O fato é que em sociedades construídas e estabelecidas pelos moldes da escravidão era comum que pessoas escravizadas possuíssem como atribuições os cuidados com a roupa, seja lavando, engomando e/ou costurando. E isso me faz lembrar do muito questionado, e recentemente criticado filme estadunidense …E o Vento Levou, um clássico de 1939. Na história, “Mammy”, interpretada por Hattie McDaniel — a primeira mulher negra a ganhar um Oscar na história como atriz coadjuvante —, é responsável pelo vestir de Scarlett O’Hara, interpretada por Vivien Leigh, a lendária e bem vestida mocinha de temperamento forte. Indico o discurso de Hattie ao receber a estatueta (disponível na internet).
No filme, Mammy aparece como a sempre zelosa “criada” que lembra a protagonista de levar o seu xale em um dia de passeio, escolhe os vestidos superelaborados da caprichosa Scarlett e aperta os espartilhos da mocinha em uma das cenas mais clássicas do filme. Deslocando o olhar para as possibilidades de resistência, estaria Mammy se aproveitando das responsabilidades do vestir para dar umas belas apertadas no espartilho da mocinha branca?
Mammy apertando o espartilho de Scarlett em cena de “…E o Vento Levou”, 1939.

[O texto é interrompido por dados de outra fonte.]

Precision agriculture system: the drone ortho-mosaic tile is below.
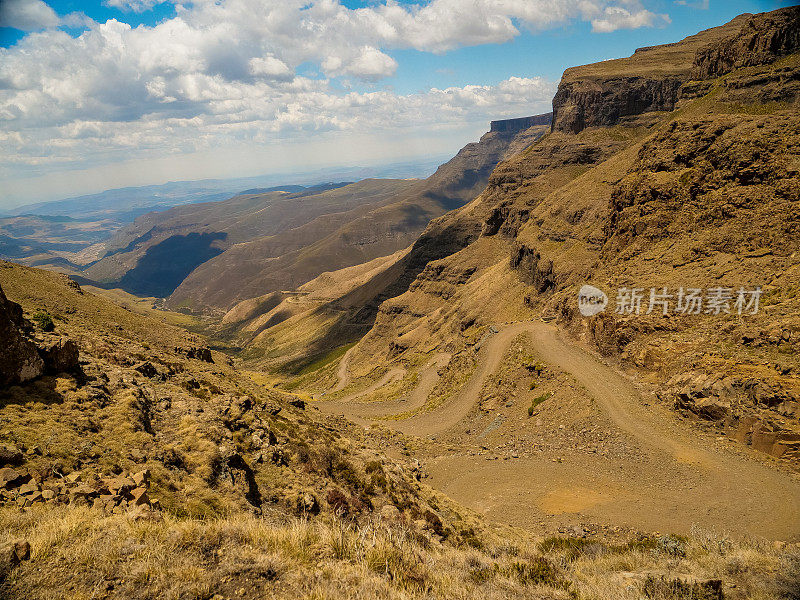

Silver Screen Collection/Getty Images
O nome “Mammy” é bem sugestivo, considerando a introdução das mulheres negras nas dinâmicas familiares e domésticas das famílias brancas durante a escravidão, que relegava a elas, muitas vezes, um papel maternal em justaposição à opressão. Isso gerou a formação de um estereótipo cultural da “mãe negra”, algo que podemos relacionar à figura das amas de leite negras no período colonial brasileiro. Mammy tem a sua participação no filme construída como uma servidão voluntária e amável.
De volta ao século XXI, e munida de estudos e leituras decoloniais, eu ouso a dizer que tanto Mammy (nos Estados Unidos) quanto a moça negra fotografada por Rafael Ordanez, e tantas outras mulheres e homens negros descritos nos anúncios de jornais do século XIX, não eram pessoas escravizadas que apenas trabalhavam com costura ou com as arrumações das roupas. Eram pessoas de suma importância para se pensar os vestires daquela época, já fazendo parte do mercado de moda brasileiro com suas forças criativas, há pelos menos 150 anos.
Daqui em diante, acompanharemos atentas as narrativas negras que insurgem na moda, alertas também para as iniciativas antirracistas que o mercado diz que está disposto a tomar. Podemos recorrer à História sempre que for necessário para lembrar que, há um bom tempo, tem gente negra fazendo moda no Brasil por meio de sofisticados códigos estéticos que se desenvolveram e continuam se formando nos fazeres das diásporas. Estamos alinhavando outras histórias da moda neste país.